Children and Waterfalls and Bears, Oh My

Kuang Si waterfall.

We are wrapping up our visit to Luang Prabang and central Laos, heading later today to the country’s capital of Vientiane, which is the French version of the original name established during the colonial error. We are scheduled to depart on a high-speed train, built by the Chinese, of course, as they dominate these parts. That said, the Lao people are all very friendly and welcoming to us Americans and other visitors.

This region is very beautiful. Mountainous and lush, with the Mekong River flowing throughout. Our day entailed an extended visit to a small village that has been supported by the organizer of our tour, Overseas Adventure Travel and its charitable arm, the Grand Circle Foundation.

There we met some of the school children and their teacher, passed out some milk and cookies, listened to them sing us some traditional songs, sang a couple of our own (well, those who could sing did). After that, we tasted some locally made rice-based whiskey, and dined with the village elders.
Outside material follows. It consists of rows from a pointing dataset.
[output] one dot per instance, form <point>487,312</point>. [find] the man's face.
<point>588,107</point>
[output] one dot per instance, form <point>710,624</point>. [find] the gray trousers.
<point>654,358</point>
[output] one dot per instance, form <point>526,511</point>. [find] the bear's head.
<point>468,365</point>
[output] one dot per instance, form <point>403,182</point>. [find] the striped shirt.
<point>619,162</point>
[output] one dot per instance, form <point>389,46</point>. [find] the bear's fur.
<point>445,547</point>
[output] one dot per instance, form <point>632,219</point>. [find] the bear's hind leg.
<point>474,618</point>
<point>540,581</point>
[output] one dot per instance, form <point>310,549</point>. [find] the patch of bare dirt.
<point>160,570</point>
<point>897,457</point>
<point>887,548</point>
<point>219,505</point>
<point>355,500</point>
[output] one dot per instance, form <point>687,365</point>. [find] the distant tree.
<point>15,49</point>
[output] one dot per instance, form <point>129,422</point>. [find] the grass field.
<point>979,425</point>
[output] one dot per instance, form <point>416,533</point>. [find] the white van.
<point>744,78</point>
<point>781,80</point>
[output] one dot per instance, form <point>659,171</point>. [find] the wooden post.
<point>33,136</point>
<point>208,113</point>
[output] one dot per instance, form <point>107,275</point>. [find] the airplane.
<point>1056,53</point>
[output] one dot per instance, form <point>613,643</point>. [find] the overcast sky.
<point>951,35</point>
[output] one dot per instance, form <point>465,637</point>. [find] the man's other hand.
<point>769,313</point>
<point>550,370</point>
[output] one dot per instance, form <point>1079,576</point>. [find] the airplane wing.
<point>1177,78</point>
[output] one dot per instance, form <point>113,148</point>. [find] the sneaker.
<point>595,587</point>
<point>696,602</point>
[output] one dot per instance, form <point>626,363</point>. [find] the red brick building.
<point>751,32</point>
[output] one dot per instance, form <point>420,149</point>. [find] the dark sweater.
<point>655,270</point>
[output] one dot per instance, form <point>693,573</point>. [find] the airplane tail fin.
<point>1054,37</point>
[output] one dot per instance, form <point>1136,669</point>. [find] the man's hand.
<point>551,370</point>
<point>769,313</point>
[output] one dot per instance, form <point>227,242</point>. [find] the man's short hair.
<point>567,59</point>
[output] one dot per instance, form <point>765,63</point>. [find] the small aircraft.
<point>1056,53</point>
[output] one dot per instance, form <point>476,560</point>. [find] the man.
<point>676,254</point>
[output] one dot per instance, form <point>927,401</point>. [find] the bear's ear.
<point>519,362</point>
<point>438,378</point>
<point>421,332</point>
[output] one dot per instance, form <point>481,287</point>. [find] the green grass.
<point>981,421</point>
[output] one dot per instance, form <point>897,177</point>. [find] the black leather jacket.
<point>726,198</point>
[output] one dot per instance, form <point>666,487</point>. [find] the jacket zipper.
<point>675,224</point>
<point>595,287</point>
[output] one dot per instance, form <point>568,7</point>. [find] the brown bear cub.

It was a very enjoyable day.

The village kids were way too cute.

Later in the afternoon we made a side trip to the Kuang Si Waterfalls, a picturesque spot that also is home to a bear rescue center. We went to Alaska to see bears. Now we’ve also seen them in Laos. These were behind a fence, but that’s OK.

The center houses several Asian black bears rescued as orphaned cubs. The bile from the animal’s gallbladder is an ingredient in some traditional Chinese medicines, and there’s an ugly black market around it. Poachers will milk the bears dry for this stuff. Horrible, so this center is doing good work.

The falls and the downstream pools were quite soothing, and you could swim if desired. Some in our party did, but I’m not that much of a swimmer, so I just enjoyed the surroundings. It’s very popular with tourists and locals alike, but once you get away from the largest waterfall not overly crowded.

A rescued Asian black bear resting in a hammock.

I’ve enjoyed the food on this trip, but as someone raised on a Western diet I was getting a bit tired of rice and noodles. Not to mention the village “delicacies” I tasted. Deep-fried rat. Yep, you read that right. It’s a type they capture in the rice paddies, not the ones gnawing at the trash.

Here’s to you, Anthony Bourdain.

Some might consider that hair-splitting, but I liken it to people back home who eat squirrels. Squirrels might have a cute bushy tail, but they are still rodents. Anyhoo, like the old saying goes, “tastes like chicken.” Honestly, they smoke it and then deep fry it. If not told ahead of time what it was, most carnivores would likely enjoy it. I wasn’t the only one to try it, but most folks, Pat included, passed.

Great restaurant in Luang Prabang.

The French influence in the region offered a respite in the evening as we dined our final night in Luang Prabang at a restaurant called L’elephant. It was as good as many similar Western restaurants I’ve been to. I had a steak from New Zealand while Pat had a locally caught perch. With dessert, drinks and tip, the tabs was $75, which is high for around here but cheap for back home. Had I opted for a local beef it would have been even cheaper.